Even the unflappable Mrs. Pendleton pauses at my desk
en route to the front of the classroom.
I don’t need judgment from someone wearing
a barely-acceptably-teacher-length skirt,
just turn my raccoon eyes away.
Justine sighs.
“Just in time for me to start dating Ned,
you turn into Goth Girl.”
“Hope I don’t wreck your chances in the student council election.” Words I meant to sound teasing
come out with a bitter edge
that freezes Justine’s smile.
“Yeah, well . . .”
is all she says before Ned arrives, walks to her desk
with a proprietary saunter that makes me wonder
if the two of them did even more
than Dave and me on Friday night.
“Sorry, Daisy, I’m a bit confused,” Cal says.

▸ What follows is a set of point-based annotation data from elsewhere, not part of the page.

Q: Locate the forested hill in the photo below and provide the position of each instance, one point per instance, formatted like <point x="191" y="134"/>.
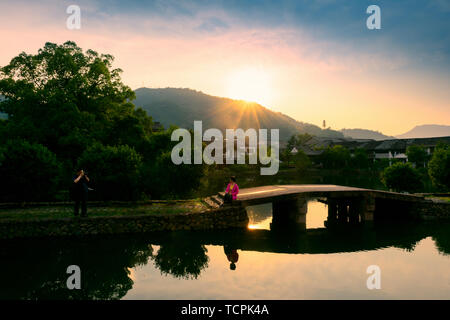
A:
<point x="182" y="106"/>
<point x="365" y="134"/>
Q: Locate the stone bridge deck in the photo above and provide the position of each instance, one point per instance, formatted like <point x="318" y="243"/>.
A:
<point x="250" y="196"/>
<point x="345" y="204"/>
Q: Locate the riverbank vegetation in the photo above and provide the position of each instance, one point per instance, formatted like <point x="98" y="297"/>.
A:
<point x="68" y="109"/>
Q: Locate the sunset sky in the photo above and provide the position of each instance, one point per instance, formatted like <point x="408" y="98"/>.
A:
<point x="312" y="60"/>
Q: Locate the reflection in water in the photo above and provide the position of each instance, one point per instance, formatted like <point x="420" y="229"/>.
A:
<point x="232" y="256"/>
<point x="260" y="216"/>
<point x="181" y="258"/>
<point x="316" y="263"/>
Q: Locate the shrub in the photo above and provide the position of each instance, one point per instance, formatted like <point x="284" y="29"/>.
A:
<point x="439" y="167"/>
<point x="402" y="177"/>
<point x="30" y="172"/>
<point x="114" y="171"/>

“Is Justine running for student office?”
At the front of the room,
Mrs. Pendleton stoops to pick up a pencil,
which makes a few of the boys inhale audibly.
To her right, I see Shelby, already sitting down,
pushing her notebook into alignment
with the edge of her desk.
“Nah,” I say halfheartedly to Cal,
my eyes fixed on Shelby but seeing Steven,
imagining what it might be like for him
in a classroom like this.
“What were you saying about Aggie?”
“She’s a bit of all right, i’n’t she?
The way she plays a horn.”
Cal is looking past me now,
to a vision of Aggie, the musician in her,
just like I’m looking past him to a dream of my brother.
And I see in my mind’s eye Steven’s gaze:
distant, distracted, like both of us now.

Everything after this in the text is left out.